Alsohaibani Fahad, Girgis Safwat, Sandha Gurpal Singh
University of Alberta, Edmonton, Alberta, Canada.
Can J Gastroenterol. 2009 Jan;23(1):26-30. doi: 10.1155/2009/194351.
Endoscopic ultrasound-guided fine-needle aspiration (EUS-FNA) is the preferred modality for the cytological diagnosis of various cancers. Onsite cytopathology interpretation is not available in most centres.
To assess whether the the adequacy of tissue sampling assessed by an onsite cytotechnologist improves the diagnostic accuracy of EUS-FNA.
The present study is a retrospective review of all patients undergoing solid mass EUS-FNA between September 2005 and August 2007. Patients in group I (September 2005 to August 2006) had cytology slides prepared by an endoscopy nurse. Patients in group II (September 2006 to August 2007) had cytology slides prepared, stained and assessed for adequacy of tissue sampling by a cytotechnologist in the endoscopy suite. The final cytopathological diagnosis (definitely positive, definitely negative or inconclusive) was compared between the two groups.

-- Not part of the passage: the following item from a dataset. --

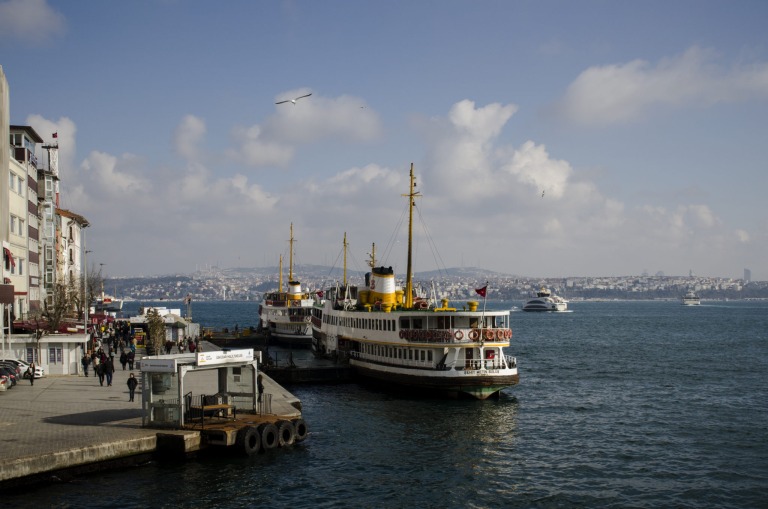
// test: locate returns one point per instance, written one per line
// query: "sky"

A total of 49 EUS-FNA procedures were performed in 47 patients in group I and 60 EUS-FNA procedures in 55 patients in group II. Pancreatic masses were the most common target site in both groups. The total number of needle passes was 105 in group I (mean 2.14 passes per patient; range one to five needle passes) and 158 in group II (mean 2.63 passes per patient; range one to four needle passes). The difference in the number of needle passes was not statistically significant between groups. The final diagnosis was definite in 53% in group I compared with 77% in group II (P=0.01). The percentage of inconclusive diagnoses was 47% in group I and 23% in group II (P=0.001).
Onsite cytotechnologist interpretation of adequacy of tissue sampling significantly improves the diagnostic yield of EUS-FNA. This appears to be independent of the total number of needle passes undertaken for tissue sampling.
内镜超声引导下细针穿刺抽吸术(EUS-FNA)是各种癌症细胞学诊断的首选方式。大多数中心无法进行现场细胞病理学解读。
评估现场细胞技术人员评估的组织采样充足性是否能提高EUS-FNA的诊断准确性。
本研究是对2005年9月至2007年8月期间所有接受实体肿块EUS-FNA的患者进行的回顾性分析。第一组(2005年9月至2006年8月)的患者的细胞学玻片由内镜护士制备。第二组(2006年9月至2007年8月)的患者的细胞学玻片由内镜室的细胞技术人员制备、染色并评估组织采样的充足性。比较两组的最终细胞病理学诊断(明确阳性、明确阴性或不确定)。
第一组47例患者共进行了49次EUS-FNA操作,第二组55例患者共进行了60次EUS-FNA操作。两组中胰腺肿块都是最常见的目标部位。第一组的总穿刺针数为105次(平均每位患者2.14次;范围为1至5次穿刺),第二组为158次(平均每位患者2.63次;范围为1至4次穿刺)。两组之间穿刺针数的差异无统计学意义。第一组最终诊断明确的比例为53%,而第二组为77%(P = 0.01)。第一组不确定诊断的比例为47%,第二组为23%(P = 0.001)。
现场细胞技术人员对组织采样充足性的解读显著提高了EUS-FNA的诊断率。这似乎与组织采样的总穿刺针数无关。